Mahkememizce Yargıtay bozma ilamı doğrultusunda … Asliye Hukuk Mahkemesine talimat yazılmasına, 2 inşaat bilirkişisi, 1 endüstri bilirkişisi marifetiyle keşfen inceleme yapılmak suretiyle 14/09/2012 tarihli talimat raporundaki 50.000 kg ham madde stoku, 19/04/2013 tarihli raporda belirlenen 62.275 kg ham madde stoku ile ilgili çelişkinin giderilmesine, sigortalı işyerinin depo kısmında stok yapılan yerin kaç m² olduğu, kaç kg ham madde stoku yapılabileceği hususunda tespiti hususunda rapor düzenlenilmesine karar verilmiş olup, ibraz edilen 21/08/2019 tarihli talimat raporunda; dava konusu edilen yer (depo) keşif tarihi itibariyle yıkıldığından bina üzerinde gerekli tetkiklerin yapılamadığından dava konusu taşınmazın makina teçhizat alanı hammadde stok alanı inşaat bilirkişi raporu ve krokisine dayanılarak toplam alanın tespit edildiğini, ancak hammadde stok alanı yüzölçümü tespit edilemediği, davacı vekilinin beyanları ve 14/09/2012 tarihli inşaat bilirkişi raporu ekli krokisi dikkate alınarak belirlendiğini, davacı vekilinin 21/10/2010 ve 30/02/2012 tarihli yazılarında hammade için kullanılan alan içinde 20 torba hammadenin üst üste, 25 torba hammaddenin arka arkaya ve 4 sıra dizildiğinin belirtildiğini, buna göre; Makina Techizat ve Hammade Stok Alanının kısa kenarı (14,72 m) doğrultusunda 25 torbanın arka arkaya dizildiği, 25×0,40 =10 m ve uzun kenar doğrultusunda 4 sıra dizildiği, 4×0,60 =2.40 m dolayısıyla hammade 2,40 x 10 m= 24 m²lik bir alan kapladığını, makina techizat alanı ve hammadde stok toplam alanı 14/09/2012 tarihli inşaat bilirkişi raporu ekli krokisinde belirtildiği üzere 410,83 m² olarak düşünüldüğünde; makina techizat alanı=410,83 m² -24 m²= 386,83 m² olacağı, 20 torba hammaddenin üst üste konulduğundan hareket ederek 0,13mx20 torba=2,60 m yükseklik (bina tavan yüksekliği 4 m olduğundan rahatlıkla sığdığı, hammade toplam hacmi( hammadde toplam yüksekliği x hammadenin toplam kapladığı alan) 2,60 mx24 m² = 62,40 m3 hacme sahip olduğu, depoda bulunan toplam hammadde miktarının 25 torba arka arkaya x 4 sıra x 20 torba üst üste x 25 kg(1 torba hammaddenin ağırlığı) 25x4x20x25=50.000 kg hammadde olarak hesaplandığı bildirilmiştir.

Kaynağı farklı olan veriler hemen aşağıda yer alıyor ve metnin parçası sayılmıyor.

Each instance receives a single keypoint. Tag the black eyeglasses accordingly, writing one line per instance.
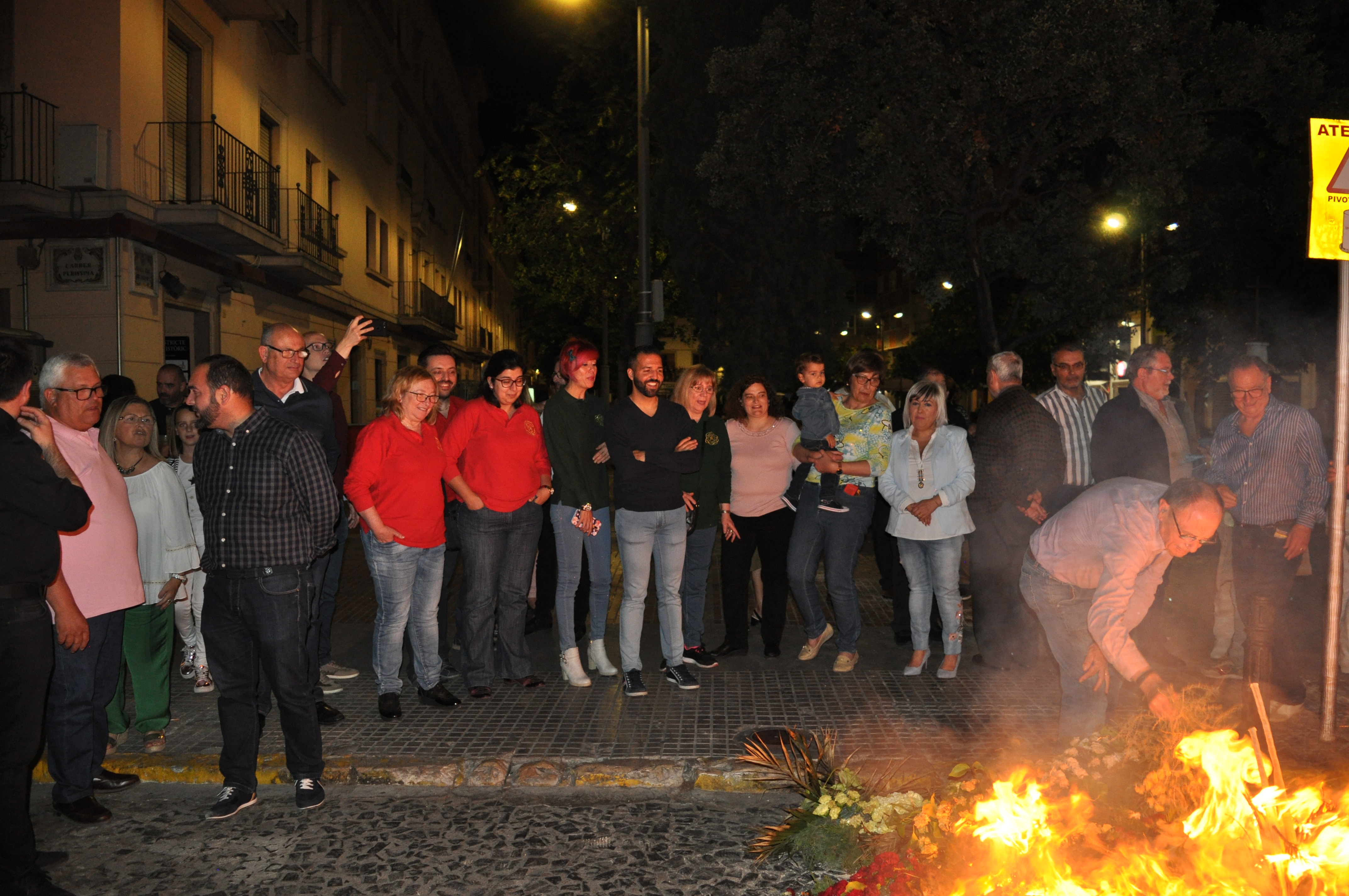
(83, 395)
(288, 353)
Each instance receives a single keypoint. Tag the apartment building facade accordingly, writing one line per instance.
(176, 175)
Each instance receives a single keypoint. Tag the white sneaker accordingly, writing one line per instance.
(600, 660)
(573, 671)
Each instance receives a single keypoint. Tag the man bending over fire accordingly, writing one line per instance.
(1090, 575)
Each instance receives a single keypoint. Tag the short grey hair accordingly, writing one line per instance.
(922, 390)
(54, 372)
(1007, 366)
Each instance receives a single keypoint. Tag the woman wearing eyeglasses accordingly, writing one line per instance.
(395, 485)
(498, 468)
(861, 455)
(166, 550)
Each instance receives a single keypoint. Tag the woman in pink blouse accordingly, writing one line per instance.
(761, 470)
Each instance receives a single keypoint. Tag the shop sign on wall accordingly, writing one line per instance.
(77, 265)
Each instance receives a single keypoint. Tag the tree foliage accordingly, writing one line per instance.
(984, 142)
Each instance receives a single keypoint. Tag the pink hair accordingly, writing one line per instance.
(575, 353)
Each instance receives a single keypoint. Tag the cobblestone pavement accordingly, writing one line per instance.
(419, 843)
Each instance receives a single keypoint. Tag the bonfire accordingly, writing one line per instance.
(1213, 821)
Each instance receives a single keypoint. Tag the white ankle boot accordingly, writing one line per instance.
(600, 660)
(573, 671)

Davacı vekili 15/11/2019 tarihli dilekçesinde; 14/09/2012 tarihli inşaat bilirkişisi … tarafından hazırlanan bilirkişi raporunda; 20 torbanın üst üste, 25 torba arka arkaya ve 4 sıra yan yana dizilmek üzere 2.000 adet *25 kg = 50.000 kg plastik hammadde olabileceği, 3 farklı yerde stok yapıldığına yönelik beyanları da dikkate alınarak 50.000 kg*2=150.000 kg hammadde bulunduğu tespit edilmesine rağmen ibraz edilen 21/08/2019 tarihli raporda; riziko anında depoda 50.000 kg hammadde olduğuna yönelik kanaati kabul etmenin mümkün bulunmadığını bildirerek ek rapor alınmasını talep etmiştir.
Yargıtay 17.Hukuk Dairesi Başkanlığının 2015/17446 E, 2018/9913 Karar sayılı bozma ilamında; 17/09/2012 tarihli inşaat mühendisi bilirkişi raporunda 50.000 kg plastik hammaddenin alınabileceğinin hesaplandığı, 19/04/2013 tarihli Mahkememiz hükmünün esas alınan bilirkişi raporunda ise, 62.275 kg hammaddenin depolanabileceğinin hesaplandığı, bu iki rapor arasında çelişki bulunduğu, bu çelişkinin giderilmesi açısından mahallinde yeniden bilirkişi incelemesi yapılması gerektiği bildirildiğinden Mahkememizce bozma ilamı doğrultusunda 17/09/2012 tarihli bilirkişi raporunda belirlenen 50.000 kg’lık hammadde miktarı ile 19/04/2013 tarihli bilirkişi raporunda belirlenen 62.275 kg hammadde miktarı arasındaki farkın nereden kaynaklandığının tespiti yolunda bilirkişi incelemesi yaptırılmış olup, bozma ilamı kapsamında yapılan inceleme sonucunda ibraz edilen raporda; depoda bulunan hammadde miktarının 50.000 kg olacağı bildirildiğinden davacının sadece kendi beyanına dayalı olarak üç ayrı yerde depolama alanı bulunduğu ve 150.000 kg hammadde depolandığı yolundaki itirazlarına itibar edilmeyerek ek rapor alınması talebinin reddine karar verilmiştir.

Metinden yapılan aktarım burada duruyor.